Menteri Keuangan (Menkeu), Sri Mulyani Indrawati, menyatakan bahwa defisit APBN Indonesia pada tahun ini diprediksi tetap terkendali meskipun ada implementasi berbagai kebijakan dari pemerintahan Presiden Prabowo. Dia menyarankan agar masyarakat khususnya para pemain pasar modal, tidak perlu cemas.
“Oleh karena itu, jangan risau, anggaran pemerintah negara kita masih terkendali. Beberapa orang bertanya apakah anggaran pemerintah sudah melebihi batas? Jawabannya adalah tidak. Kegiatan dan program yang digagas oleh Bapak Presiden telah disesuaikan dengan rancangan anggaran pemerintahan nasional,” ungkap Sri Mulyani saat menghadiri acara diskusi ekonomi bersama Presiden Republik Indonesia di Menara Mandiri, Jakarta, pada hari Selasa tanggal 8 April 2025.
Ia juga menyoroti bahwa program semacam pembangunan pedesaan, termasuk koperasi desa, ada dalam Anggaran Pendapatan dan Belanja Negara (APBN). “Selanjutnya, pemikiran tentang Danantara beserta dengan cara menggunakan dividen-nya telah kami pertimbangkan,” tambahnya.
Selanjutnya, ia menyebut bahwa pengeluaran pemerintah pada masa kini masih dalam batasan yang dapat dikontrol, di mana anggaran dari Kementerian Lembaga mencapai 196 triliun rupiah. Di sisi lain, dana luar K/L, meliputi bantuan sosial serta tunjangan pensiunan, berjumlah sekitar 217 triliun rupiah.
Sri Mulyani menyebutkan bahwa angka defisit Anggaran Pendapatan dan Belanja Negara (APBN) untuk tahun 2025 masih akan dipertahankan sekitar 2,5% dari Produk Domestik Bruto (PDB), yang setara dengan Rp616,2 triliun. Dia menjelaskan bahwa kekurangan tersebut dapat dikendalikan melalui pembelanjaan pemerintahan yang ditargetkan mencapai Rp3.621,3 triliun serta pendapatan negara senilai Rp3.005,1 triliun.
“Pembiayaan APBN dikarenakan banyak pihak bertanya tentang kemungkinan adanya defisit dalam APBN tersebut. Mereka juga penasaran besarnya defisit ini akan menjadi berapa? Rencana APBN dirancang untuk memiliki defisit sebesar 2,53%. Hal ini sesuai dengan UU APBN tahun 2024 nomor 62 yang telah disahkan oleh DPR. Angka 2,53% setara dengan defisit senilai Rp616 triliun,” terangnya.
Di samping itu, Sri Mulyani turut menjawab kebijakan Presiden Amerika Serikat, Donald Trump, yang mengenakan bea baru terhadap beberapa negara, di antaranya Indonesia. Menurutnya, langkah tersebut tak didukung oleh landasan ekonomi yang kuat.

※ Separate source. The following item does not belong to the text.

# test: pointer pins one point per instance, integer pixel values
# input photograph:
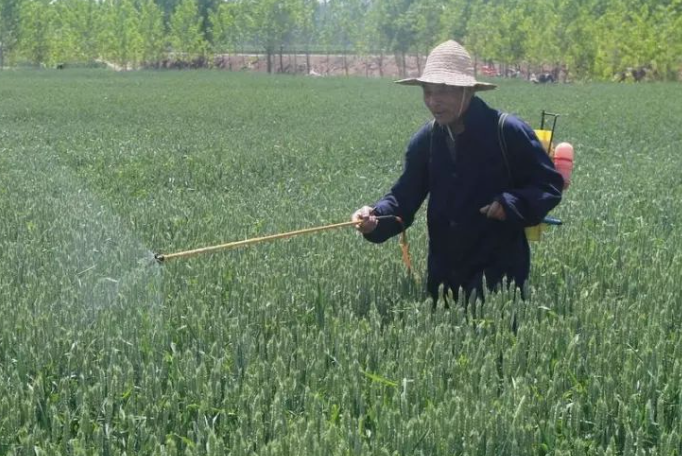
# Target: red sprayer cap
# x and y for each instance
(563, 162)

“Tarif resiprokal yang diumumkan Amerika Serikat kepada 60 negara lain menjelaskan bagaimana perhitungan tariff itu dilakukan, dan menurut pendapatku setiap ekonom yang telah menerima pelajaran tentang ekonomi pasti akan paham,” kata Sri Mulyani.
Menurut Sri Mulyani, kebijakan tariff tersebut sebenarnya lebih dipengaruhi oleh kebutuhan Trump supaya neraca perdagangan Amerika Serikat tidak mengalami defisit dengan berbagai negara lainnya, sehingga kurang didukung oleh dasar-dasar ekonomi yang kuat.
“Itulah berarti saya tak berniat untuk bergantung pada orang lain atau membeli lebih banyak daripada apa yang dapat saya tawarkan kepada mereka. Ini semata-mata transaksional, tanpa dasar teori ekonomi,” katanya.